Identity & Access Control
Service account
A service account is a non-human account used by software, services, jobs, or automation to access systems or perform tasks.
In plain terms
A service account is a non-human login used by software and automation, not a person. These often have broad access and stale passwords, making forgotten service accounts a classic target.
Instead of relying on human credentials, applications and automated workflows use a service account to securely authenticate and interact with databases, APIs, and cloud resources. It gives software an identity that can be authenticated, authorized, monitored, and governed.
Service accounts are common in applications, databases, CI/CD pipelines, scheduled jobs, cloud workloads, monitoring tools, backup systems, and integration scripts. They often hold more durable access than human user sessions.
NIST SP 800-53 Rev. 5 identification, authentication, and access control principles apply to service accounts. Non-human accounts still need ownership, least privilege, lifecycle management, and audit evidence.
Authentication may use passwords, API keys, certificates, tokens, service account keys, managed identities, or workload federation. The method should match risk and avoid static secrets when a safer platform identity is available.
Authorization should be narrow. A backup service may need read access to specific data and write access to backup storage, but it should not receive broad administrator rights across the environment.
Ownership is essential. Every service account should have an accountable team, business purpose, application dependency, environment, and emergency contact. Ownerless accounts are hard to rotate or remove safely.
Service account credentials are frequent targets. Attackers search repositories, logs, configuration files, build systems, and compromised hosts for non-human secrets because they may bypass MFA and remain valid for long periods.
Managed identities and service mesh identities can reduce static secret exposure. They still require policy discipline, because a workload identity with broad permissions can be just as damaging as a leaked key.
Rotation should be planned. Long-lived service account keys should have expiration, automated deployment updates, and emergency revocation paths. Rotation that requires manual application changes is often delayed.
Interactive login should usually be prohibited. Service accounts should not be used by people for convenience, because shared non-human accounts destroy accountability and bypass normal user controls. Logging should show which service account acted, from which workload or host, against which resource, and whether activity matched expected behavior. Baselines help detect unusual use.
Access reviews should include service accounts. Reviewers need usage evidence, owner confirmation, and privilege details. A dormant service account with privileged access is a high-value cleanup target.
Lifecycle should follow the application. When an application, job, integration, or environment is retired, its service account, keys, roles, and trust relationships should be removed as part of decommissioning.
In practice, a service account is a machine identity with operational consequences. It should be treated as a governed identity, not as a hidden implementation detail in a configuration file.
The explicit failure mode is creating service accounts for convenience and never revisiting them.
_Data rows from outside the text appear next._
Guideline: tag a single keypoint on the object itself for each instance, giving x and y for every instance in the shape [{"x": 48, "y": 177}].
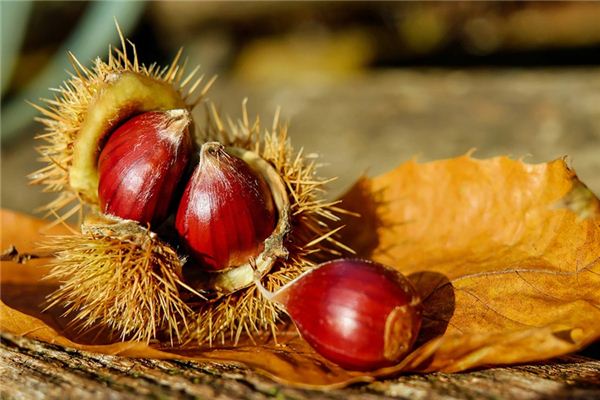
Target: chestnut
[
  {"x": 226, "y": 212},
  {"x": 359, "y": 314},
  {"x": 142, "y": 163}
]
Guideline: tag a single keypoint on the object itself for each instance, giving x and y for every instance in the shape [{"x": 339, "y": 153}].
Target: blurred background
[{"x": 367, "y": 85}]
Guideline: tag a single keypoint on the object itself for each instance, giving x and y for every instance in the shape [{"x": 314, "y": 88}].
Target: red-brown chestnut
[
  {"x": 359, "y": 314},
  {"x": 142, "y": 163},
  {"x": 226, "y": 212}
]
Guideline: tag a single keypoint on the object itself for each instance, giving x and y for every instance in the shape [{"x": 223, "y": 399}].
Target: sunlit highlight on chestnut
[
  {"x": 226, "y": 211},
  {"x": 359, "y": 314},
  {"x": 142, "y": 163}
]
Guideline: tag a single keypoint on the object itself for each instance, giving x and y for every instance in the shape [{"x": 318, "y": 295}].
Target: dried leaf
[{"x": 506, "y": 256}]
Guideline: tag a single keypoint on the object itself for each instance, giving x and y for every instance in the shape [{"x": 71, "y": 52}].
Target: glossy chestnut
[
  {"x": 359, "y": 314},
  {"x": 226, "y": 212},
  {"x": 142, "y": 163}
]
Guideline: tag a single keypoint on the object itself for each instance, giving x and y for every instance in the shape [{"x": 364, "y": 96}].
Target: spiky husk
[
  {"x": 119, "y": 275},
  {"x": 63, "y": 116},
  {"x": 312, "y": 238}
]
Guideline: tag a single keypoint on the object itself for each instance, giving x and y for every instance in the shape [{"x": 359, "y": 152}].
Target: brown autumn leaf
[{"x": 506, "y": 256}]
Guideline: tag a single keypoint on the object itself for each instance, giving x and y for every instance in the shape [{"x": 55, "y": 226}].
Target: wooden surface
[{"x": 34, "y": 370}]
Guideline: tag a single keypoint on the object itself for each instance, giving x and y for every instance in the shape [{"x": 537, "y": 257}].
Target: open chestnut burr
[
  {"x": 247, "y": 218},
  {"x": 117, "y": 143}
]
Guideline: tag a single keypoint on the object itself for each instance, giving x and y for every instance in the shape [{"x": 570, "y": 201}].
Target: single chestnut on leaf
[
  {"x": 142, "y": 163},
  {"x": 358, "y": 314}
]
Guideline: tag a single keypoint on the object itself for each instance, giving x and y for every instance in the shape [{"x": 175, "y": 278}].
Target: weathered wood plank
[{"x": 35, "y": 370}]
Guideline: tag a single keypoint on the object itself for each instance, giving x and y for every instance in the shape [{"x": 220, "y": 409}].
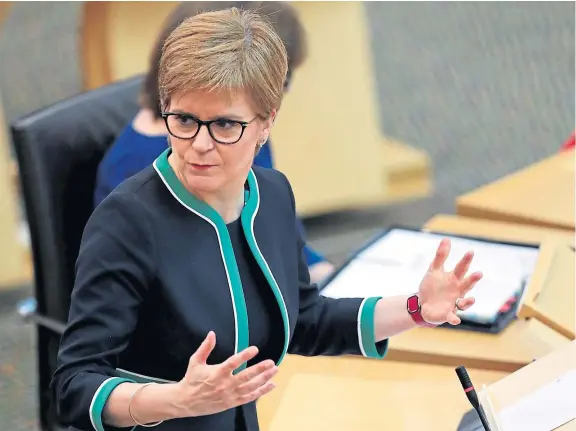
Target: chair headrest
[{"x": 58, "y": 149}]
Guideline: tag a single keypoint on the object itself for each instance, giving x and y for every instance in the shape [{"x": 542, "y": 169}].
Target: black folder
[{"x": 503, "y": 319}]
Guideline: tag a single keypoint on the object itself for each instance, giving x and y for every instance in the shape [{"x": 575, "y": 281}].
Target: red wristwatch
[{"x": 414, "y": 309}]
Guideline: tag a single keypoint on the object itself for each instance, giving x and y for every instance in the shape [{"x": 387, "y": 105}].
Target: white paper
[
  {"x": 396, "y": 263},
  {"x": 544, "y": 409}
]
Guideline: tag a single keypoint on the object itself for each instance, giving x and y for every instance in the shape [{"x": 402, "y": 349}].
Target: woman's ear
[{"x": 270, "y": 121}]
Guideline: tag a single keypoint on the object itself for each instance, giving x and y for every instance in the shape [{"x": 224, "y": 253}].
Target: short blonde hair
[{"x": 226, "y": 51}]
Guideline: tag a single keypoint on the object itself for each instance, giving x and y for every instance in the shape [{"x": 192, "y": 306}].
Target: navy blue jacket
[
  {"x": 133, "y": 151},
  {"x": 156, "y": 272}
]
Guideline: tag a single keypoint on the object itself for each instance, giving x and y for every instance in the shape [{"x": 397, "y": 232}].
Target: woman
[
  {"x": 191, "y": 283},
  {"x": 144, "y": 138}
]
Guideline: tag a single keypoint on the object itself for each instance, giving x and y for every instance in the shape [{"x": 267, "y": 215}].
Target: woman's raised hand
[{"x": 208, "y": 389}]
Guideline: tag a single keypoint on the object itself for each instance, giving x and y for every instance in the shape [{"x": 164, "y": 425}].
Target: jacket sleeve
[
  {"x": 328, "y": 326},
  {"x": 113, "y": 272}
]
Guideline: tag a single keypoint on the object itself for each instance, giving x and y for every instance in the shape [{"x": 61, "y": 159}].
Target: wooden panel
[
  {"x": 511, "y": 388},
  {"x": 551, "y": 293},
  {"x": 502, "y": 231},
  {"x": 350, "y": 393},
  {"x": 327, "y": 138},
  {"x": 542, "y": 194},
  {"x": 13, "y": 269},
  {"x": 519, "y": 344}
]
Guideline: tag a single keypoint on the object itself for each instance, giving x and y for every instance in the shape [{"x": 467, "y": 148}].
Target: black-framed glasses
[{"x": 222, "y": 130}]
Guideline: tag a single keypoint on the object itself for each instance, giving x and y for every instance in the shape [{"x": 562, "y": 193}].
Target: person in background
[{"x": 145, "y": 138}]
Over time, they accumulate broad permissions, stale keys, unknown owners, shared use, and missing logs. During an incident, responders may discover that the most powerful access in the environment belongs to software identities nobody actively manages. Mature service-account governance includes naming standards, owner fields, environment separation, least-privilege roles, key age, last-used evidence, allowed source workloads, and decommissioning triggers. Reviews should ask whether a managed identity or workload federation can replace static secrets. Monitoring should alert when a service account acts from a new host, calls unusual APIs, uses dormant credentials, or attempts privileged actions outside its normal schedule. These controls make software access accountable without forcing people to share or misuse non-human credentials. Service-account reviews should include both permission and behavior. An account may have acceptable permissions but operate from the wrong network, run at the wrong time, or access resources outside its purpose.
Secrets associated with service accounts should be rotated when owners change, applications are redeployed, or logs show unusual use. During decommissioning, teams should remove the account, keys, roles, scheduled jobs, and trust relationships together. Design should avoid one shared service account across many applications. Shared accounts make attribution weak, rotation risky, and incident response slow because defenders cannot tell which workload performed an action. Per-application or per-workload identity, scoped roles, and short-lived credentials make misuse easier to detect and contain. When shared accounts remain for legacy reasons, they should be documented as exceptions with a migration plan and compensating monitoring. Service accounts should also have clear environment boundaries. A development service identity should not read production data, and a production identity should not be reused in test automation. Environment separation limits mistakes and makes suspicious cross-environment activity easier to detect.